Robotic machines inside Fukushima plant report high radioactivity

Robotic machines inside Fukushima plant report high radioactivity. 44070.jpegReadings Monday from robots that entered two crippled buildings at Japan's tsunami-flooded nuclear plant for the first time in more than a month displayed a harsh environment still too radioactive for workers to enter.

Nuclear officials said the radiation data for Unit 1 and Unit 3 at the tsunami-flooded Fukushima Dai-ichi plant - collected by U.S.-made robots that look like drafting lamps on treads - do not alter plans for stabilizing the complex by year's end under a "road map" released by the plant operator Sunday.

With the public growing increasingly frustrated at the slow response to the earthquake, tsunami and nuclear crises, parliament grilled Prime Minister Naoto Kan and officials from plant operator Tokyo Electric Power Co., WHIO Dayton reports.

Tokyo Electric Power Company's (TEPCO) plan, drawn up at the government's order, is meant to be a first step towards letting some of the tens of thousands of residents evacuated from the area around the company's Fukushima Daiichi nuclear power plant return to their homes.

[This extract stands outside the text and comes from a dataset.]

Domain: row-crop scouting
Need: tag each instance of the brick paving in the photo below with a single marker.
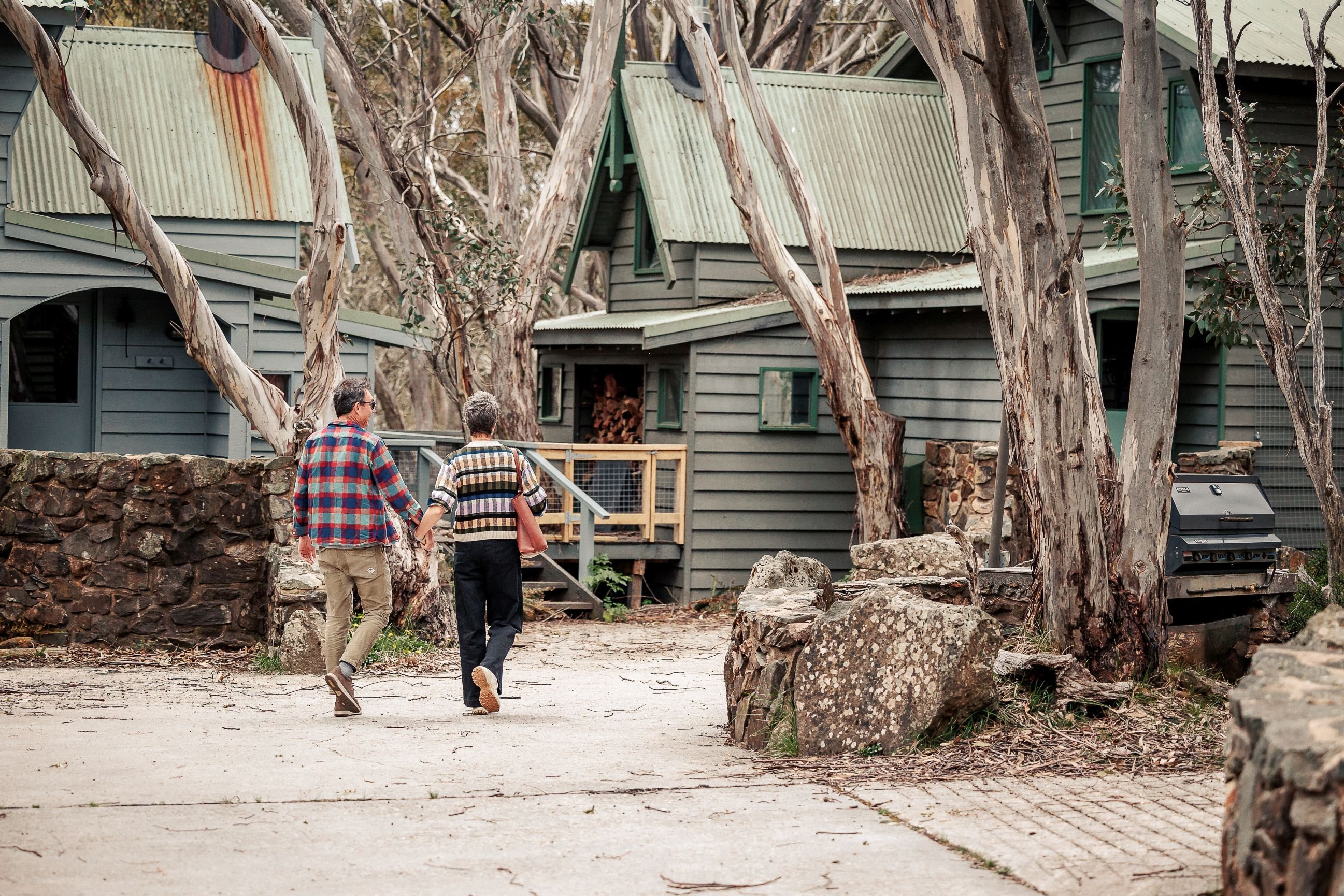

Pressure has been building on the government and TEPCO to resolve Japan's worst-ever nuclear power accident, the result of the catastrophic earthquake and tsunami that hit on March 11, and Prime Minister Naoto Kan is facing calls for his resignation.

"You should be bowing your head in apology. You clearly have no leadership at all," Masashi Waki, an MP from the opposition Liberal Democratic Party, shouted during an intense grilling of Kan and members of his cabinet in parliament today, according to Central Telegraph.